Cunningham tells me he’s working with that enigmatic Bidder #1660, who as I mentioned earlier, purchased 110 games from Banning. Cunningham tells me the anonymous patron operates another pinball museum in Gatlinburg, Tennessee, and for the last month, he’s been ferrying the material between California and the mid-south. Cunningham believes the buyer overpaid, but again, does that really matter?
“I was like, ‘Man you paid $5,300 for a Stargate. That’s a $600 to a $1,000 game if you’re lucky.'” says Cunningham. “He said he got kinda caught up in [the energy.] He said the pictures looked so much better. When I take them out of the truck and you see all four sides, and all the imperfections. But he said, ‘Where else am I going to find that many games that I need in one location, right now?'”
Cunningham’s suspicions might apply to other avenues in the collectible video game sector right now. A sealed copy of Super Mario 64 sold for nearly $1.6 million in July. There was no precedent for that cost. In 2010, Stadium Events, famously one of the rarest NES games of all time, sold for an extremely modest $41,300. That’s a massive jump in sale price, especially when you consider that Super Mario 64 sold nearly 12 million units, and still-sealed copies are more likely to exist than a quickly-recalled NES game. There is an ethereal unease in the economy that has pushed the margins of blockchain coins, NFTs, sports cards, and now classic Nintendo games past the stratosphere. In that sense, maybe arcade machines are just the latest domino to fall. This is what scares Peterson. Arcades are public institutions. He doesn’t want to see the last remaining Burger Times locked up behind closed doors.

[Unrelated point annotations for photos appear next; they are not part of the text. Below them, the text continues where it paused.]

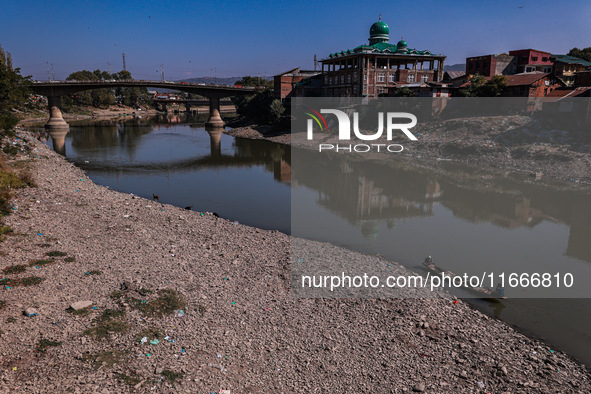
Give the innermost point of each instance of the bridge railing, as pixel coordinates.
(140, 81)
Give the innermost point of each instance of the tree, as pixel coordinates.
(130, 96)
(584, 53)
(256, 82)
(261, 107)
(480, 87)
(14, 93)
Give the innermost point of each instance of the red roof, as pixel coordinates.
(526, 79)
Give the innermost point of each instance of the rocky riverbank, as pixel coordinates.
(185, 301)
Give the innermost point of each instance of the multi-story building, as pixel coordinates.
(489, 65)
(531, 60)
(370, 70)
(566, 66)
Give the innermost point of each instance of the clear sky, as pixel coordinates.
(266, 37)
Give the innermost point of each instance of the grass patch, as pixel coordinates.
(103, 359)
(15, 269)
(56, 253)
(150, 333)
(45, 344)
(172, 376)
(28, 281)
(41, 262)
(79, 312)
(108, 323)
(130, 380)
(166, 303)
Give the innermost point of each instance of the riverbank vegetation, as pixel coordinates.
(101, 98)
(13, 94)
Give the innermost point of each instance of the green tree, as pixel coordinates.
(261, 107)
(14, 93)
(255, 81)
(584, 53)
(480, 87)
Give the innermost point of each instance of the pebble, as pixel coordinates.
(80, 305)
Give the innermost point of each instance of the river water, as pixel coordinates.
(494, 215)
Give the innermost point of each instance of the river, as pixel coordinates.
(400, 211)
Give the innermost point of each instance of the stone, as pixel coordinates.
(80, 305)
(30, 312)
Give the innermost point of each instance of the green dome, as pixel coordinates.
(379, 29)
(379, 32)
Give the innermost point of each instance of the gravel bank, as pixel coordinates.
(240, 329)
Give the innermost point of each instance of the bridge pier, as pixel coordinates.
(215, 140)
(58, 140)
(56, 119)
(215, 119)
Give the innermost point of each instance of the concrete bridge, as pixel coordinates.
(188, 103)
(53, 90)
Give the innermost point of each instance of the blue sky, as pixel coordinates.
(263, 38)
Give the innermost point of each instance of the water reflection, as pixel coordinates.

“A lot of these sales are going to private collections,” he says. “They may never see the light of day again. That makes me frightened for the future. How else are you supposed to discover pinball?”
This is just capitalism
So that’s the last question I wanted answered about the Banning auction. Is this a positive trend for the arcade community? Should suspicious diehards — like Peterson — welcome a watershed flush of cash? Or will this be a necrotic, destabilizing force? Everyone I spoke to around the hobby believes that the Museum selloff was a blip and that the bottom-lines will quickly deflate in the future. But is it really possible to put the toothpaste back into the tube after a $20,500 Pong machine?
“This is just capitalism. The prices were so much higher than people were used to. Why would someone do that? Well, you have to realize that a lot of people are in a very different economic situation, where $10,000 and $20,000 are the same,” says Steve Lin, Board Secretary at the Video Game History Fondation. “There were 900 active bidders. That’s a lot of people, that’s way more than we’ve seen [at other auctions.] These people aren’t browsing Pinside or marketplace forums. They just want to have these machines.”
Overall though, Lin has an optimistic perspective on the Banning Effect. He is an arcade collector himself, which means he is certainly vulnerable to price-gouging, but Lin relishes the idea of people treating old cabinets like treasured properties. He mentions the ocean of untouched relics from the ’70s and ’80s — prototypes, recalls, unreleased gems, whatever — moldering away on the fringes of society. If the Pinball Museum auction triggers a fresh interest to better archive the antiquity of gaming, then maybe it was all worth it.
“I see it as a net positive, because people now see that things have value. Machines that are in a barn or someone’s basement or whatever will come to light, and they’ll go into the hands of someone who doesn’t want to trash them,” concludes Lin. “[It’s a positive for] for people to say, ‘This arcade cabinet has value, and I’m going to try to retain its value.”